La Commission régionale a publié son rapport final de 3 août. “En conclusion, après avoir évalué les données scientifiques et les témoignages du public, la commission estime que les bénéfices médicaux prouvés du cannabis / marijuana dans divers domaines dépassent les risques”, indique le rapport. Selon le rapport intitulé “En attente d'exhaler – sauver notre futur grâce à une politique sociale et juridique responsable en matière de marijuana” :

“This finding is consistent with those of numerous other national bodies/ Commissions in the region and globally and that of international bodies, the most influential of which have labelled the current legal regime ‘redundant’ and ‘obstructionist’. . . . The scientific data supports law reform to permit the use of marijuana, but in a controlled regulatory environment. A public health, rights-based, non-prohibitionist approach focused on high‐risk users and practices – similar to the approach favoured with alcohol and tobacco – allows for more control over the risk factors associated with cannabis‐related harms than the current, ineffective prohibition, which heightens health risks and induces social harms.”

Ce constat est conforme à celui de nombreux autres organismes / commissions nationaux dans la région et dans le monde et avec celui d'organismes internationaux, dont les plus influents ont qualifié le régime juridique actuel de “redondant” et d'obstructionniste”… Les données scientifiques soutiennent la réforme de la loi pour permettre l'usage de la marijuana, mais dans un environnement réglementaire contrôlé. Une approche de santé publique non prohibitionniste fondée sur les droits, axée sur les utilisateurs et pratiques à haut risque – similaire à celle privilégiée pour l'alcool et le tabac – permet de mieux contrôler les facteurs de risque associés aux méfaits du cannabis que le système actuel, inefficace et qui augmente les risques de santé et entraîne des nuisances sociales.

Le rapport suggère aux gouvernement trois options possibles afin de mettre en œuvre leur conclusions : décriminaliser, légaliser la production de l’État ou légaliser la production du secteur privé, sous contrôle de l’État.

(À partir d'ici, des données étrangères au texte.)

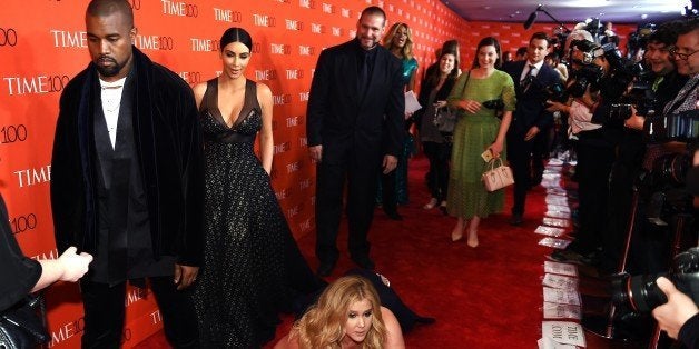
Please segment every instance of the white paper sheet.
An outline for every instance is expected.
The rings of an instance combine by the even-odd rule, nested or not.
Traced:
[[[587,347],[582,325],[569,321],[543,321],[541,335],[562,345]]]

Le gouvernement de Trinité-et-Tobago est bien préparé pour tirer parti de l'immense capacité technique et infra-structurelle de sa production de pétrole et de gaz, pour devenir un leader et un pays clé dans l'industrie du cannabis et de la marijuana à l'échelle du CARICOM. Le CARICOM possède les atouts et l'expérience nécessaires à la réalisation technique et à la culture d'un volume suffisant de cannabis et de marijuana. Et ce qui est unique dans cette région, c'est qu'elle possède un mouvement social autochtone et une religion presque centenaire, le Mouvement rastafari, pour lesquels la marijuana joue un rôle essentiel, une activité pour laquelle les adeptes ont payé le prix injustement. Une industrie du cannabis développée pourrait répondre aux besoins médicaux de la population, créer des produits de valeur à vendre dans la région (nutraceutiques, papier à base de cannabis, etc…), créer des emplois et améliorer le niveau de vie de la classe ouvrière et de la population marginalisée de la région. Il s'agirait d'un mouvement réellement indépendant.

Nazma Muller est trinidadienne et membre du mouvement rastafarien. Elle est à la tête du Carribean Justice Collective, qui promeut la justice sociale et environnementale dans toute la région.